Da steht sie nun: Deutschlands erste Verteidigungsministerin. Der Weg dahin führte über einen halbherzigen Versuch, das Gesundheitsministerium durch die Zuständigkeit für die Rente aufzuwerten. Er scheiterte daran, dass die SPD nicht mit einem beschnittenen Familienministerium für ihren Jung-Star Manuela Schwesig einverstanden war. Dann kam das Innenministerium ins Blickfeld. Aber obwohl es nirgends vorgeschrieben steht – dass das zweite der Verfassungsressorts von einem Juristen geleitet werden sollte, ist durchweg respektierte Tradition.

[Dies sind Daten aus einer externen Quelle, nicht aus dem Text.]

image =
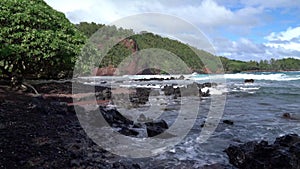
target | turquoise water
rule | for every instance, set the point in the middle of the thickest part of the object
(255, 108)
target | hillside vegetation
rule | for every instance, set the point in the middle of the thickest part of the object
(40, 42)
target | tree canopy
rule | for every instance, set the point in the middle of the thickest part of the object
(36, 41)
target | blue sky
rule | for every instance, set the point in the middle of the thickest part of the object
(237, 29)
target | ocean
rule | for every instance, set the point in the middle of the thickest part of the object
(256, 109)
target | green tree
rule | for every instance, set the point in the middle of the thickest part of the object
(36, 41)
(89, 28)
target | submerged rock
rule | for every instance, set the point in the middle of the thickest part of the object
(249, 80)
(229, 122)
(156, 127)
(284, 153)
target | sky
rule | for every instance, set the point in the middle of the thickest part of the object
(237, 29)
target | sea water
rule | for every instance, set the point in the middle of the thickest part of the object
(255, 108)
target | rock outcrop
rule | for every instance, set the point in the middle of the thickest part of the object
(284, 153)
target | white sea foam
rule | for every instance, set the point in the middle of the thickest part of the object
(274, 76)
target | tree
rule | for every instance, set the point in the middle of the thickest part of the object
(89, 28)
(36, 41)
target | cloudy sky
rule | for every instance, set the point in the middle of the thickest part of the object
(238, 29)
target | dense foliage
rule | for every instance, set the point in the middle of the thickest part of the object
(36, 41)
(286, 64)
(89, 28)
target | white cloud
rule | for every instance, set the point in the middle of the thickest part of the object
(288, 40)
(287, 35)
(206, 13)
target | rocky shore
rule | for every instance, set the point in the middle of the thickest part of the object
(43, 131)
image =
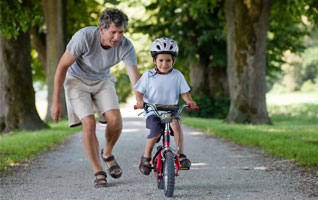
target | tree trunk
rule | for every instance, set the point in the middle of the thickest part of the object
(55, 20)
(17, 99)
(247, 24)
(39, 44)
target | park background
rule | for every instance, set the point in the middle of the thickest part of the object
(252, 66)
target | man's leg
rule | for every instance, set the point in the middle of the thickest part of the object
(113, 131)
(90, 142)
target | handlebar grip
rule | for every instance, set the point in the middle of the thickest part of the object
(189, 107)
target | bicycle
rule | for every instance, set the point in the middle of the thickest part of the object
(165, 161)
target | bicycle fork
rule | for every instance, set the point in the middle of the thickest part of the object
(159, 157)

Nun also: Helm auf! Dass das ein Experiment ist, dürfte allen Beteiligten klar sein. Leyen hat fraglos reichlich Verwaltungserfahrung, sie lernt schnell und gründlich. Ebenso fraglos ist ihre Fähigkeit, sich in der Männergesellschaft Bundeswehr Respekt zu verschaffen, notfalls mit eisernem Lächeln. Der Vorgänger hat ihr eine Armeereform hinterlassen, die in der neuen Koalition politisch unstrittig ist, Außenminister Frank-Walter Steinmeier ist ein angenehmer Gegenpart. Aber wie rasch auch ein erfahrener Politiker in dem Amt auf den Schleudersitz geraten kann, hat de Maizières Kommunikationsdesaster um die Drohne „Euro Hawk“ gezeigt. Hält Leyen freilich unbeschadet durch, steht ihr in Zukunft vieles offen. Dass in jeder Generation nur einer Kanzler wird – der Satz stammt zwar von ihr selbst, stimmen muss er trotzdem nicht. Auch die Niedersächsin kann sich leicht ausrechnen, dass Angela Merkels dritte Amtszeit die letzte wird.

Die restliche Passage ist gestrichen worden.